So, we know we have pads, and data flows through them from the first element on the pipeline to the last element, and now we need to talk about caps. Each element has particular caps and this says what kind of information the element takes (such as whether it takes audio or video). You can think of caps as the equivalent rules on a power socket that says that it takes electricity of a particular voltage.

Lets now talk about bins. A lot of people get confused about bins, and they are pretty simple. A bin is just a convenient way of collecting elements together into a container. As an example, you may have a bunch of elements that decode a video and apply some effects to it. To make this easier to handle, you could put these elements into a bin (which is like a container) and then you can just refer to that bin to in turn refer to those elements. As such, the bin becomes an element. As as an example, if your pipeline was a ! b ! c ! d, you could put them all into mybin and when you refer to mybin, you are actually using a ! b ! c ! d. Cool, huh?

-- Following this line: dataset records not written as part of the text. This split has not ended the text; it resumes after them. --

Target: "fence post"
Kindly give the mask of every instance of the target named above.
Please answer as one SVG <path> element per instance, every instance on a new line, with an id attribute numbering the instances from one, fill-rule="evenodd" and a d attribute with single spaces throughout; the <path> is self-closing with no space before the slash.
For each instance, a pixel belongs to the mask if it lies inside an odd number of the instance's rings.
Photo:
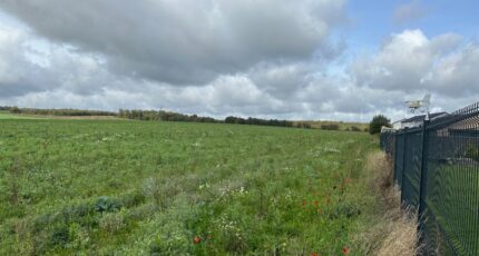
<path id="1" fill-rule="evenodd" d="M 404 145 L 402 148 L 401 204 L 404 204 L 405 150 L 408 149 L 408 127 L 404 128 Z"/>
<path id="2" fill-rule="evenodd" d="M 429 146 L 429 136 L 428 136 L 428 125 L 429 120 L 424 120 L 422 125 L 422 132 L 421 132 L 421 139 L 422 139 L 422 148 L 421 148 L 421 177 L 419 180 L 419 207 L 418 207 L 418 235 L 419 235 L 419 245 L 423 242 L 423 224 L 422 224 L 422 215 L 424 214 L 424 190 L 427 186 L 427 171 L 428 171 L 428 146 Z"/>
<path id="3" fill-rule="evenodd" d="M 398 144 L 398 131 L 394 132 L 394 184 L 397 184 L 399 186 L 399 177 L 398 177 L 398 148 L 399 148 L 399 144 Z"/>

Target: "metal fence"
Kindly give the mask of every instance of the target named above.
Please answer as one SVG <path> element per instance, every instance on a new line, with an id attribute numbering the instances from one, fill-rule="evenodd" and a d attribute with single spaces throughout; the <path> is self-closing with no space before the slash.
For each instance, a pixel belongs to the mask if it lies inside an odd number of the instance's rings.
<path id="1" fill-rule="evenodd" d="M 381 134 L 424 255 L 479 255 L 479 102 Z"/>

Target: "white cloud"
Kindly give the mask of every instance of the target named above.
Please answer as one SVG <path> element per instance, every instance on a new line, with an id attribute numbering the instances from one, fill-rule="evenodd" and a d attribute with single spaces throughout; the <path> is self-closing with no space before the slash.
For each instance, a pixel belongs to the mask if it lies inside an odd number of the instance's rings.
<path id="1" fill-rule="evenodd" d="M 424 18 L 427 14 L 428 10 L 420 1 L 412 1 L 398 6 L 392 14 L 392 20 L 395 23 L 408 23 Z"/>

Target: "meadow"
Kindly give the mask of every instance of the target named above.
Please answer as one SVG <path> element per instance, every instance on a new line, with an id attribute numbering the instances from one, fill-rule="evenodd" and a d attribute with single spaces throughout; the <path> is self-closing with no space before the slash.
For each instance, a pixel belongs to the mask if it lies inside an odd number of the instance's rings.
<path id="1" fill-rule="evenodd" d="M 0 255 L 361 255 L 366 132 L 0 120 Z"/>

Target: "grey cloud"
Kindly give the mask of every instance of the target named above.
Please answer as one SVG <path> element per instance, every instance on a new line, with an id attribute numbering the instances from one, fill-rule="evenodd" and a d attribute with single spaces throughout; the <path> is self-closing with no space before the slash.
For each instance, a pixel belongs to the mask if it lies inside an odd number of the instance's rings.
<path id="1" fill-rule="evenodd" d="M 431 91 L 448 97 L 479 93 L 478 45 L 452 33 L 428 39 L 420 30 L 394 35 L 375 55 L 352 66 L 359 86 L 407 93 Z"/>
<path id="2" fill-rule="evenodd" d="M 344 1 L 4 0 L 39 35 L 105 55 L 118 75 L 201 85 L 262 61 L 331 55 Z M 324 52 L 322 52 L 324 51 Z"/>

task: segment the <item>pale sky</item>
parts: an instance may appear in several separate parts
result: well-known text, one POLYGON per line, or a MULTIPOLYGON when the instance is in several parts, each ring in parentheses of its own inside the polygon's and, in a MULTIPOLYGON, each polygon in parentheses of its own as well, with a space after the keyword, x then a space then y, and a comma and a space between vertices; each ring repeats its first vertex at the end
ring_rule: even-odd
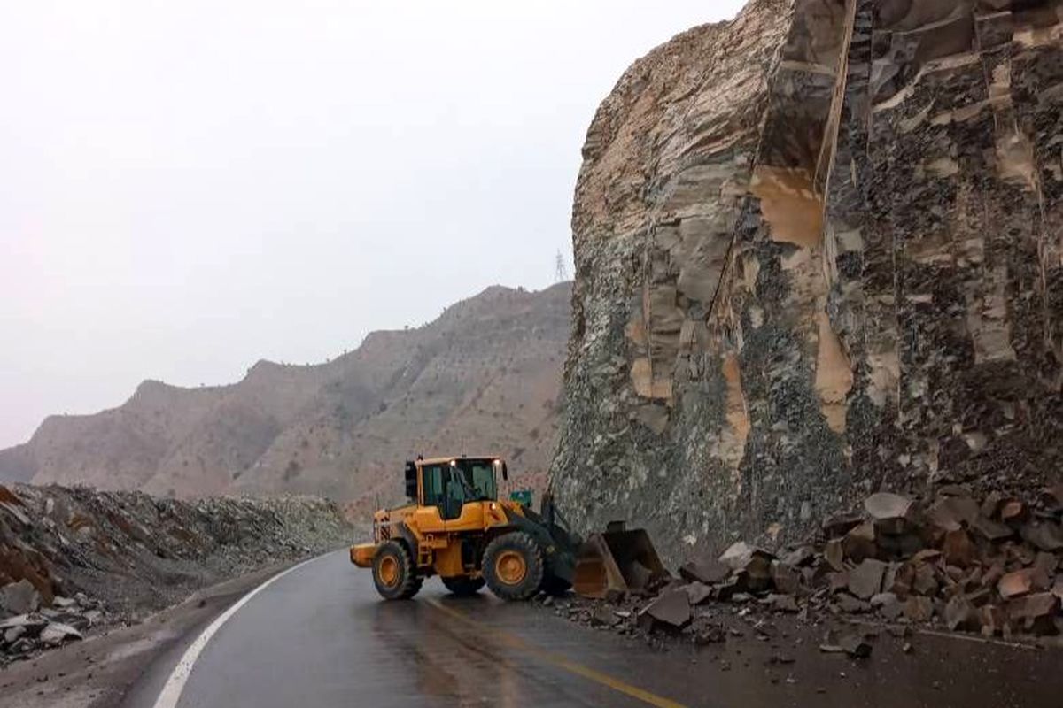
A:
POLYGON ((739 0, 0 0, 0 447, 571 269, 594 109, 739 0))

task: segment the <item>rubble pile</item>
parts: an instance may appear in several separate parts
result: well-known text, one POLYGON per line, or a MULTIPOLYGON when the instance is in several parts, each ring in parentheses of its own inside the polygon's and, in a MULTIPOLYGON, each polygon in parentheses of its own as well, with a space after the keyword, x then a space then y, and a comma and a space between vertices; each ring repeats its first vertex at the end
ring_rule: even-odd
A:
POLYGON ((0 666, 352 535, 339 508, 314 497, 178 501, 0 485, 0 666))
MULTIPOLYGON (((1005 639, 1058 635, 1061 521, 1063 484, 1028 500, 999 493, 976 499, 958 484, 923 502, 879 493, 860 513, 825 520, 806 543, 773 553, 738 541, 719 558, 684 564, 678 577, 657 577, 641 595, 549 602, 594 626, 678 633, 698 643, 724 638, 720 619, 728 605, 741 606, 743 617, 792 614, 813 623, 827 616, 1005 639)), ((859 633, 829 638, 821 649, 870 651, 859 633)))

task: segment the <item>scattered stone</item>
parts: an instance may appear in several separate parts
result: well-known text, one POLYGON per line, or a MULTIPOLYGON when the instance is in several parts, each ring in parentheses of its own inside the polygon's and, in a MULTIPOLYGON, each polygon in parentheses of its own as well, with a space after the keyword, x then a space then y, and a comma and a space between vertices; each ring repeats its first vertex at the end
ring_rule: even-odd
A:
POLYGON ((690 623, 690 598, 682 590, 668 590, 646 605, 641 617, 649 617, 656 624, 672 629, 681 629, 690 623))
POLYGON ((841 538, 832 538, 823 547, 823 557, 831 568, 841 572, 845 570, 845 550, 841 538))
POLYGON ((997 592, 1005 600, 1026 594, 1033 589, 1033 575, 1034 570, 1031 568, 1008 573, 997 583, 997 592))
POLYGON ((58 646, 64 642, 81 638, 80 632, 61 622, 53 622, 40 632, 40 642, 46 646, 58 646))
POLYGON ((730 566, 714 558, 692 560, 679 567, 679 575, 685 581, 704 583, 705 585, 722 583, 727 580, 730 573, 730 566))
POLYGON ((955 529, 945 534, 941 551, 946 564, 966 568, 974 559, 975 545, 971 542, 966 531, 955 529))
POLYGON ((1059 551, 1063 549, 1063 529, 1051 521, 1028 523, 1022 529, 1022 536, 1028 542, 1042 551, 1059 551))
POLYGON ((954 631, 980 627, 974 605, 962 595, 952 598, 945 605, 945 625, 954 631))
POLYGON ((800 609, 792 594, 770 594, 767 595, 767 604, 779 612, 796 612, 800 609))
POLYGON ((1059 614, 1060 599, 1051 592, 1016 598, 1008 602, 1008 619, 1020 623, 1024 631, 1034 635, 1057 634, 1053 618, 1059 614))
POLYGON ((893 621, 900 617, 904 606, 897 600, 897 595, 892 592, 880 592, 871 599, 871 606, 878 610, 887 620, 893 621))
POLYGON ((861 600, 870 600, 882 589, 887 564, 867 558, 849 571, 849 591, 861 600))
POLYGON ((690 598, 691 605, 701 605, 712 598, 712 588, 698 581, 684 586, 682 589, 687 593, 687 597, 690 598))
POLYGON ((22 579, 0 588, 0 609, 12 615, 24 615, 36 611, 38 607, 40 607, 40 593, 30 581, 22 579))
POLYGON ((905 530, 912 500, 900 495, 879 491, 864 500, 864 508, 884 534, 899 534, 905 530))
POLYGON ((845 557, 853 563, 874 558, 878 554, 878 547, 875 545, 875 524, 861 523, 850 530, 842 540, 842 550, 845 552, 845 557))
POLYGON ((800 546, 782 557, 782 563, 791 568, 804 568, 815 560, 815 549, 811 546, 800 546))
POLYGON ((933 601, 912 595, 905 602, 905 617, 912 622, 929 622, 933 618, 933 601))
POLYGON ((864 602, 859 598, 854 598, 850 594, 845 594, 844 592, 834 598, 834 604, 842 611, 850 615, 863 615, 871 611, 871 603, 864 602))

Finally, this brings us onto ghost pads. When you create a bin and shove a bunch of elements in there, the bin then becomes your own custom element which in turn uses those elements in the bin. To do this, your bin naturally needs its own pads that hook up to the elements inside the bin. This is exactly what ghost pads are. When you create a bin, you create the ghost pads and tell them which elements inside the bin they hook up to. Simple. :)

Writing some code

To make this GStreamer goodness happen in a Python script, you only need to know a few core skills to get started. These are:

  • Create a pipeline
  • Create elements
  • Add elements to the pipeline
  • Link elements together
  • Set it off playing

So, lets get started, we are going to create a program that does the equivalent of this:

foo@bar:~$ gst-launch-0.10 audiotestsrc ! alsasink

Here we use the audiotestsrc element which just outputs an audible tone, and then feed that into an alsasink so we can hear it via the sound card. Create a file called gstreeamertutorial-1.py and add the following code:

#!/usr/bin/python

import pygst
pygst.require("0.10")
import gst
import pygtk
import gtk

class Main:
    def __init__(self):
        self.pipeline = gst.Pipeline("mypipeline")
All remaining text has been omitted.